The Dow Jones Industrial Average diverged, finishing 118.02 points lower at 50,461.68, a 0.23 percent loss. Industrial heavyweights, especially Caterpillar and Honeywell, weighed on the index amid renewed concern about global trade exposure to a sustained Middle East shock. Boeing was the largest individual loser.
The Russell 2000 index of US small-caps also closed at a fresh record, up 1.07 percent at 2,684.7, as investors continued to migrate down the size curve in a continuing rotation that has built since early May. The Cboe Volatility Index slipped to 14.6, its lowest close in seven weeks.

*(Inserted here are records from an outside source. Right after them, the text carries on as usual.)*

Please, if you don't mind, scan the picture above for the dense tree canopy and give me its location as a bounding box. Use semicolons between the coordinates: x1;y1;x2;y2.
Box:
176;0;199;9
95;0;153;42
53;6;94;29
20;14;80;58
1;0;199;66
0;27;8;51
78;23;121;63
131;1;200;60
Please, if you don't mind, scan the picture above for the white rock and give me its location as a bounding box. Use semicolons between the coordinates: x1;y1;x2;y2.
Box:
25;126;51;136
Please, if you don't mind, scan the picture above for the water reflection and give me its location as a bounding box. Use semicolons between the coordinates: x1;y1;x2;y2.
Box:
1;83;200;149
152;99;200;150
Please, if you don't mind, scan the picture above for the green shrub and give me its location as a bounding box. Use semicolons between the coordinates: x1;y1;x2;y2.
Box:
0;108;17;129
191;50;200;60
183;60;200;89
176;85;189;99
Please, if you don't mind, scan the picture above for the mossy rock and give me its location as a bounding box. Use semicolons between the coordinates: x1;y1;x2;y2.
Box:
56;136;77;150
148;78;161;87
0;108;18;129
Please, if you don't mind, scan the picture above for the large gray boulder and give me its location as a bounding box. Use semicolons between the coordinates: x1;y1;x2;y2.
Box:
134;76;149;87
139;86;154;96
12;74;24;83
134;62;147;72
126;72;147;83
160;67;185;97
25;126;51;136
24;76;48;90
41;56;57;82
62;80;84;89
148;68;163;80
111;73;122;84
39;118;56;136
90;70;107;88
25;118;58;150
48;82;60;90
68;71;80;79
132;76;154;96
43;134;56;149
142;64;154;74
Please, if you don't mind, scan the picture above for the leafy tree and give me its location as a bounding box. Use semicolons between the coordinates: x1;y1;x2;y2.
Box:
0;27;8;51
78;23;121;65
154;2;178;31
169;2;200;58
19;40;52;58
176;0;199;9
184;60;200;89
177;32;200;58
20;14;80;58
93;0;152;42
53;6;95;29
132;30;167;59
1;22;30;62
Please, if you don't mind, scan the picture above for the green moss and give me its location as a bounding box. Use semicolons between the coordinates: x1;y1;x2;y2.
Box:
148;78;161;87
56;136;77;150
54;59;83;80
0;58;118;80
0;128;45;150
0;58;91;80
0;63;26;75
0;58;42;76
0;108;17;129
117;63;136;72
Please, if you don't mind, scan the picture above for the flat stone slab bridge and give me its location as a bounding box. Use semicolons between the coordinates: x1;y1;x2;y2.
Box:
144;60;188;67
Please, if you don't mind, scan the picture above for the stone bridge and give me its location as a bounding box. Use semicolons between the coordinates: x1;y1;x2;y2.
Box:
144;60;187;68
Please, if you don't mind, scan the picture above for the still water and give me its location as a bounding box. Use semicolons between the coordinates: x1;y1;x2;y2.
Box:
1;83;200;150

Technology led the broader gains. Nvidia rose 3.1 percent on continuing momentum from its Vera CPU announcement; Apple gained 2.4 percent on a Morgan Stanley note that called the iPhone 17 cycle “the most catalyst-rich in five years.” Tesla gained 4.6 percent after a Bloomberg opinion piece reignited speculation about a possible SpaceX-Tesla merger.
The Treasury market took a mixed view. Ten-year yields ended the session two basis points lower at 4.28 percent; the two-year ticked one basis point higher to 4.05 percent, narrowing the curve. Federal Reserve funds futures continued to price in roughly 35 basis points of cuts by year-end, with no change to the meeting-by-meeting probability distribution.
Energy sectors were the day’s mixed signal. Brent crude rose more than 3 percent after the morning’s US strikes, briefly reigniting risk-off positioning in Asian and European trading, but US equity investors largely shrugged that off by the New York open. ExxonMobil and Chevron both closed lower despite the underlying commodity move.
Strategists at the major US brokerage desks remained divided about how long the rally can run. Morgan Stanley said in a note that “the Iran framework, even imperfectly delivered, is enough to keep multiples expanding into the summer.” Goldman Sachs cautioned that “the market is pricing the upside case and almost none of the downside,” and that a single material breach of the Doha framework could erase “two to three percent of S&P value inside a session.”